October 4, 2018

The Age of Hyper Content

People like to say that content is king and queen, but with such an overload of branded content along with all the user-generated stuff out there (not to mention TV shows, movies or music videos), is it all becoming a bit of a blur? How can any brand hope to stand out amongst all of that? Even two years ago the writing was on the wall that branded content isn’t working hard enough to capture the attention of the audience. Socialmediatoday.comwrote that “in 2016, researchers from TrackMaven examined the activity of 50 million pieces of content from around 23,000 brands across six channels – Twitter, Facebook, Pinterest, Instagram, LinkedIn, and blogs. The study found that brand content output had increased by 35%, while engagement with that content had decreased by 17%.”

Content isn’t going away but it can do so much more than it does right now. We’re going to start seeing more examples of branded content that is more meaningful, multi-dimensional and effective. I like to call this Hyper Content, not in reference to Elon Musk’s Hyperloop pipe dream but in connection to the origins of the world wide web – hypertext. The term was coined around 55 years ago and, to quote Wikipedia, “can be used to support very complex and dynamic systems of linking and cross-referencing”. While a lot of content is passive and goes nowhere, Hyper Content is always leading to somewhere else and inspires interaction. It is dynamic and fluid. It’s not a dead piece of film that leads to a dead end. Hyper Content is alive and kicking.

Being something of a science geek, I looked at the world of physics to describe how Hyper Content looks and acts, how it connects and engages with an audience. This non-linear, dynamic approach to content ideation & creation has 3 dimensions – GRAVITY, ENERGY & MOMENTUM. Let’s dive into each of these and look at some examples:

1 – GRAVITY

Hyper Content starts with why, as Simon Sinek likes to say. Without a brand purpose, content has no meaning. It doesn’t have to be a grand purpose, not every brand needs to make the world a better place, but it needs to have a reason to exist. It can anchor everything you do and attracts potential customers into your orbit. Purpose gives the brand a role in people’s lives and when it is expressed in the right way it can become a belief system that provides a foundation for everything a brand says and does. AirBnB found their gravity a few years ago when they introduced their award-winning BELONG ANYWHERE campaign.

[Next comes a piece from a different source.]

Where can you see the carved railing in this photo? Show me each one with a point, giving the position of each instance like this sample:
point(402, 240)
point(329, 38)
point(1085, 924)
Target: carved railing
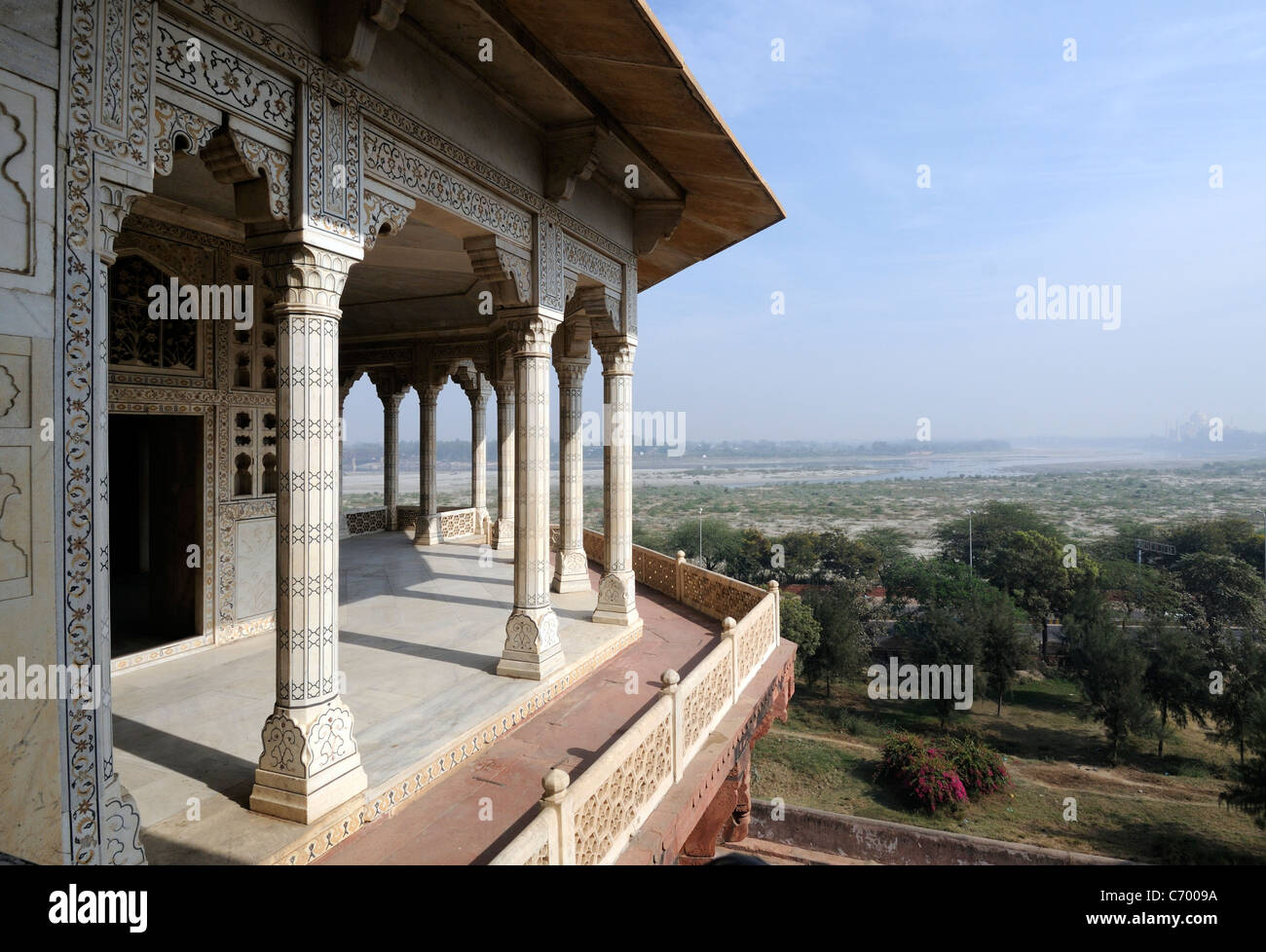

From a brilliantly simple idea, it has blossomed into a rallying cry for community, diversity and inclusivity. It has shaped the company just as much as how people see and experience the brand. Not everyone agrees with the result of AirBnB’s disruption, but it has changed the lives of millions of travelers and hosts.

Everything AirBnB does, from the stories it tells on social media to its host engagement strategy, is all about giving the brand an almost cult-like status. In this interview with Douglas Atkin, Global Head of Community for Airbnb, we find how how they achieved this sense of purpose for the brand.

2 – ENERGY

A lot of content is passive, it goes nowhere and gives very little to the viewer. Hyper Content has real energy that uses the brands gravity (or purpose) to slingshot the audience into taking action. A great example of a project that had huge energy, moving people to become part of the content, is the Steinlager Fight for Territory campaign – a Grand Prix winner at Spikes Asia 2018.

The Lions Rugby Tour was going to New Zealand – a once-every-12-years event. To maximize the publicity, All Blacks sponsor Steinlager found somewhere the fans and teams spent the most time: the airport. It bought every sign, in every terminal, and made them interactive. It then told its rivals Guinness – the Lion’s sponsor – that it could have the signs for free. It just had to fight for them.

3 – MOMENTUM

Just like good old hypertext that always takes you to the next link, Hyper Content has no end point. It always leads to something and can take on a life of its own. This might mean taking action, sharing, participating, creating and more. Content can be fluid, changing with each person that interacts with it, just like the AUTOADS campaign from Australia for Carsales.com.au. Another big winner at this year’s Spikes, it gives every second-hand car its own moment in the spotlight.  For a limited time, carsales offered every private seller the opportunity to have their very own big, expensive-feeling car ad, titled AutoAds.

Although it has been a little overexposed, last year’s Fearless Girl was a great example of Hyper Content that had real momentum. It became a story that had perfect timing and sparked a conversation about equal pay as well as female representation at the highest level of companies. Having real purpose, people gravitated towards it as the countless photos on Instagram and Facebook can attest. A sculpture can be as much a piece of Hyper Content as can a video or an installation.

So start thinking how your next piece of content can rise above the mundane and become Hyper Content. It may do much more than generate real results, it might even shift the world on its axis just a little.